Frequently Asked Questions

When was the Torosaurus discovered?

It was discovered by a construction crew working at a site in Thornton, Colorado, north of Denver, on August 25.

 

Is this the first Torosaurus discovered in Colorado?

This is the first Torosaurus ever discovered in Colorado!

 

How did Saunders Construction know they found a fossil?

When digging through sand, dirt, and rock, skilled construction workers can tell when they’ve unearthed something unusual.
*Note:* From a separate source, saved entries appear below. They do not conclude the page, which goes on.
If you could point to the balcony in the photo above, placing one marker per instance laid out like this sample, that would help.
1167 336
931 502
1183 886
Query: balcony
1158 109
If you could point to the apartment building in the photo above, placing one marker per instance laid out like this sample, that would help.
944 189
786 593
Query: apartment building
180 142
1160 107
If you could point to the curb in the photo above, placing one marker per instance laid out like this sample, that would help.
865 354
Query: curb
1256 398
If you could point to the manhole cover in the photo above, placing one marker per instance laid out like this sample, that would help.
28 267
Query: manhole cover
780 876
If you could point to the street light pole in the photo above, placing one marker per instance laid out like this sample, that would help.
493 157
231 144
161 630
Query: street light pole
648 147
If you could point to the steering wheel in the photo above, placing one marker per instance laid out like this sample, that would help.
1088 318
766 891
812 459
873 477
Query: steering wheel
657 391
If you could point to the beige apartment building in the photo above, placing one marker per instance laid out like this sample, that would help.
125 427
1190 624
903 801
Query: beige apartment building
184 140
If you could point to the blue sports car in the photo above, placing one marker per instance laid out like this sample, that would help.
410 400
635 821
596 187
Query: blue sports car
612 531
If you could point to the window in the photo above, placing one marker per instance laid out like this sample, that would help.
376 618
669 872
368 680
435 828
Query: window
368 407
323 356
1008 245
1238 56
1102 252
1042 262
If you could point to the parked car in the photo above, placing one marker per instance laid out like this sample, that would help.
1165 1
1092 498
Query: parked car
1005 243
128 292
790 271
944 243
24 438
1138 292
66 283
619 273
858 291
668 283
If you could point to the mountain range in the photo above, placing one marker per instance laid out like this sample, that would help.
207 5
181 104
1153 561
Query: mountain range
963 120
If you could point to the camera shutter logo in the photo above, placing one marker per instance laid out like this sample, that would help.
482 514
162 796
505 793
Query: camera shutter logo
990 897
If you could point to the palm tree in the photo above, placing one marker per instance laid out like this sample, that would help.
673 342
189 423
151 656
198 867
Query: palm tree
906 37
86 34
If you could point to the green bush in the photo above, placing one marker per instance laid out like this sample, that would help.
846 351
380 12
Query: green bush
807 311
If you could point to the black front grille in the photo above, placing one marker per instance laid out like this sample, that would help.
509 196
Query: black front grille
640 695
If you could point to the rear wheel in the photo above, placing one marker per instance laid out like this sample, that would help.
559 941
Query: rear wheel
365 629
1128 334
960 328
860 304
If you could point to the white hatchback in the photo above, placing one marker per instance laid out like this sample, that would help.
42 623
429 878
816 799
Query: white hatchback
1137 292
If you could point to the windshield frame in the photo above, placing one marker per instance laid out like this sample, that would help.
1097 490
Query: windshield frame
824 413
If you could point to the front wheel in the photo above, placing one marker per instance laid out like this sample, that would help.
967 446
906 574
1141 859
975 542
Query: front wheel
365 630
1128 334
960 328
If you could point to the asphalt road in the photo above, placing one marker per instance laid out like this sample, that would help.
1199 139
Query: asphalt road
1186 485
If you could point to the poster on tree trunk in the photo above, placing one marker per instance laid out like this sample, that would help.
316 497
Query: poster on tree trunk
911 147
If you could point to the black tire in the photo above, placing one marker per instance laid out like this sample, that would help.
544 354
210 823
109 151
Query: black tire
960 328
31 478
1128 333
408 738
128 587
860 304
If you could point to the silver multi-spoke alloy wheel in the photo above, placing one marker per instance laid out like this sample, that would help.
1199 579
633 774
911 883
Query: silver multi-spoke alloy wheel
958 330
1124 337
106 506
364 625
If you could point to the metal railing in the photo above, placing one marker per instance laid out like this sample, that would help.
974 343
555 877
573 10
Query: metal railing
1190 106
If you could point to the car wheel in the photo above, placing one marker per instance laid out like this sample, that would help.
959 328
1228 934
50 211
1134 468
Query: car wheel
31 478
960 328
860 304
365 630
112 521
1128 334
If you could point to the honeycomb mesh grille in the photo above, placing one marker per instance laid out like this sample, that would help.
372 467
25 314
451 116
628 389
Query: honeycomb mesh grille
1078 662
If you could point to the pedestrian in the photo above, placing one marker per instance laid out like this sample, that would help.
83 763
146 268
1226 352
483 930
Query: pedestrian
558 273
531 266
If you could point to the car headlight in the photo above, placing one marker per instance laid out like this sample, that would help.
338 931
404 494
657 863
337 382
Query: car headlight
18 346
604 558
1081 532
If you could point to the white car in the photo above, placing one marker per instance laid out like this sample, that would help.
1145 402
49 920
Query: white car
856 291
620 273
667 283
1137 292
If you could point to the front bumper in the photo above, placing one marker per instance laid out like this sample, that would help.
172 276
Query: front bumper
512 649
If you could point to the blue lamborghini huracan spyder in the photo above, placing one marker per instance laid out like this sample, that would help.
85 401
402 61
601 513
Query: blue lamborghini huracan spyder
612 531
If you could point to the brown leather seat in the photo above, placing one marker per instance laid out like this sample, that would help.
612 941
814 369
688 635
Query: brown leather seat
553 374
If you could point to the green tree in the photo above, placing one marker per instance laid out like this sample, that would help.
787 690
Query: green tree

We are grateful that Saunders Construction noticed what was happening and saved this fossil from damage.

 

Which bones have been discovered so far?

Horns, parts of the skull including jaws, the frill, shoulder blade, several vertebrae, lots of ribs, humerus, tibia, and one tooth from a scavenging T. rex.

 

Were all the bones discovered from this Torosaurus?

An estimated 95 percent of the skull and at least 20 percent of the skeleton have now been identified, making this the most complete Cretaceous Period fossil discovered in Colorado, and the most complete Torosaurus ever found anywhere in the world. Most animal skeletons are scattered after death, either by scavengers or by water, so it is rare to find all the bones. 

 

How big is a Torosaurus?

Torosaurus could be 20 to 30 feet long and up to 8 feet tall. However, this Torosaurus is smaller. It may not have been fully grown.

 

How long ago did the Thornton Torosaurus live?

Torosaurus lived during the end of the Cretaceous Period, between 68 and 66 million years ago, just before the extinction of the dinosaurs. This Torosaurus is from the very end of this window, likely just over 66 million years old.

 

Is the Torosaurus male or female?

It is impossible to tell based on the bones that have been unearthed.

 

How long will it take to get the Torosaurus out of the ground?

We are working as fast as we can, but hopefully not too much longer.

 

What happens after you excavate the Torosaurus?

The excavation team digs around the fossils, then encases them in a protective plaster jacket. Once back at the Museum, the jackets are carefully cut open. Skilled lab staff and volunteers use very small, precise instruments that look a lot like dental picks to meticulously sort through every piece of bone collected. They clean out the dirt, and save any small fragments or microfossils that may be near the larger bones. They piece it all together to understand what they have. This entire process is called preparation, and it is likely to take several more months to complete a fossil of this size.

 

Will the Museum display the Torosaurus?

The Torosaurus fossils are on display at the Museum in their plaster jackets. They may be viewed in the Museum’s Paleo Lab, which guests can access inside the Prehistoric Journey exhibition. Because preparation will take about a year, future plans for research and exhibition of the Torosaurus are still to be determined. The Museum will safely preserve the Torosaurus fossil for generations to come.